Mary-Claire King received her bachelor’s degree in mathematics from Carleton College and her Ph.D. in genetics from the University of California–Berkeley. King joined the University of California–Berkeley faculty as a professor of genetics and epidemiology. While still at Berkeley, she discovered that a single gene on chromosome seventeen (later called BRCA-1) plays a vital role in many breast cancer types. Her discovery has enabled women with a family history of breast cancer to obtain complete information about their prospects for coming down with the disease. The breakthrough also became extremely useful to countless other researchers working on a host of other genetic illnesses. In the intervening years, King has worked on the genetics of other conditions, such as deafness, but also on projects such as using genetics to help identify the remains of those killed in civil conflicts in Argentina, El Salvador, and elsewhere, as well as to reconstruct prehistoric human migration patterns. She has been a member of the National Academy of Sciences since 2005 and was a recipient of the Gruber Foundation Genetics Prize (2004), the Lasker Award (2014), and honorary doctorates, too numerous to mention. King is currently the American Cancer Society Research Professor at the University of Washington.
5. Nina Tandon
Nina Tandon is a biomedical engineer. She received her Bachelor of Electrical Engineering from Cooper Union, her M.S. in Electrical Engineering from MIT, and her Ph.D. in Biomedical Engineering and an MBA at Columbia University. As the founder and CEO of EpiBone, she has pioneered a skeletal reconstruction method that allows practitioners to repair bone defects in patients by using their stem cells to grow new and healthy bones. The bone can also grow, which means that children with bone defects can have their bodies develop normally and not worry about rejection from their immune system. Named one of the 100 most creative people in business by Fast Company, she is also a TED Senior Fellow, a recipient of Marie Claire's Women on Top Awards, a Wired innovation fellow, and a 2015 Global Thinker by Foreign Policy. L'Oréal Paris named her as one of its Women of Worth in the science and innovation category, and Crain's New York named her as part of its 40 Under 40 Class of 2015. She also holds three patents.
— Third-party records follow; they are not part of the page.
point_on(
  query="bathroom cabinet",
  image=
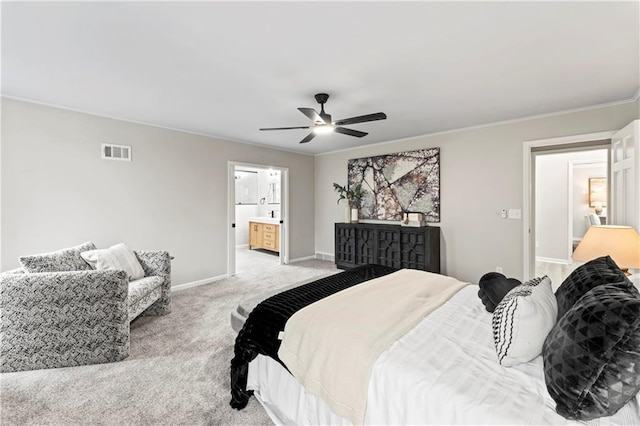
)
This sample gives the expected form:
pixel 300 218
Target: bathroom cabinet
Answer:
pixel 264 235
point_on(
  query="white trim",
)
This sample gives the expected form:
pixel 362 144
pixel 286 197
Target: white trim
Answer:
pixel 459 129
pixel 231 211
pixel 570 201
pixel 325 256
pixel 528 267
pixel 198 283
pixel 159 126
pixel 482 126
pixel 302 259
pixel 552 260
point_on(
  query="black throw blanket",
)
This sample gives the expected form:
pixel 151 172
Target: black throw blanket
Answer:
pixel 260 332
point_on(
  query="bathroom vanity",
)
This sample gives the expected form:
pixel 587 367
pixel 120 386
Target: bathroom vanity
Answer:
pixel 264 233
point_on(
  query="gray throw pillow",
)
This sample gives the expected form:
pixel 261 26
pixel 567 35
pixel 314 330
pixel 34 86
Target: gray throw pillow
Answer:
pixel 68 259
pixel 591 357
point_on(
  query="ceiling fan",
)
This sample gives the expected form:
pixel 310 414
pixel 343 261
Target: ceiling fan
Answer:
pixel 322 121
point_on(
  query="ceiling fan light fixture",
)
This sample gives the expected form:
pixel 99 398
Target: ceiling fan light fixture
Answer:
pixel 323 129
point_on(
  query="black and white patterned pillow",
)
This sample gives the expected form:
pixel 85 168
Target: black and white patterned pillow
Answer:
pixel 522 320
pixel 68 259
pixel 600 271
pixel 592 355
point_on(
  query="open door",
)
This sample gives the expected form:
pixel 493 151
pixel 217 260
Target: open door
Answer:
pixel 625 176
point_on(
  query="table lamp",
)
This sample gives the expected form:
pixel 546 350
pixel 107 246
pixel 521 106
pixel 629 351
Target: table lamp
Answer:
pixel 622 243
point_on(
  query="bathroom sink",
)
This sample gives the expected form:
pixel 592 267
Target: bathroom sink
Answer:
pixel 265 219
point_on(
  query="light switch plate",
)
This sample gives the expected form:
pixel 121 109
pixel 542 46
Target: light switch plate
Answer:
pixel 515 214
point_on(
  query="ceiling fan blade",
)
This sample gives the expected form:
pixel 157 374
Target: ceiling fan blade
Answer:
pixel 362 118
pixel 308 137
pixel 312 114
pixel 350 132
pixel 285 128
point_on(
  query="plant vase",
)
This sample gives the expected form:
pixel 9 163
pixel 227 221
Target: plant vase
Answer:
pixel 354 214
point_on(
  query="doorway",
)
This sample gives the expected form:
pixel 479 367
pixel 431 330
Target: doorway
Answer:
pixel 531 151
pixel 570 189
pixel 258 198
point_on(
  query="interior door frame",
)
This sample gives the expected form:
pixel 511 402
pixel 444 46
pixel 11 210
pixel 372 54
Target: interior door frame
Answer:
pixel 231 212
pixel 528 200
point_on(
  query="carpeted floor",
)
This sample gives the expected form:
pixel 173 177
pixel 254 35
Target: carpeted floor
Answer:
pixel 178 370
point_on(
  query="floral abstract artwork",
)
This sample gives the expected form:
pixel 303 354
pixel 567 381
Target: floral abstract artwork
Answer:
pixel 397 183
In summary, while all of the women that we profiled are exceptional, they only represent a minuscule percentage of extraordinary women in the world. However, it's still a fact that women are underrepresented in the STEM fields. While over 50% of all college graduates are female, only 21% of bachelor's degrees in engineering were attained by women, and only 20% in computer science. And although there are many reasons for this gender gap, it's vital to our country's economic well-being that we all work to change this statistic.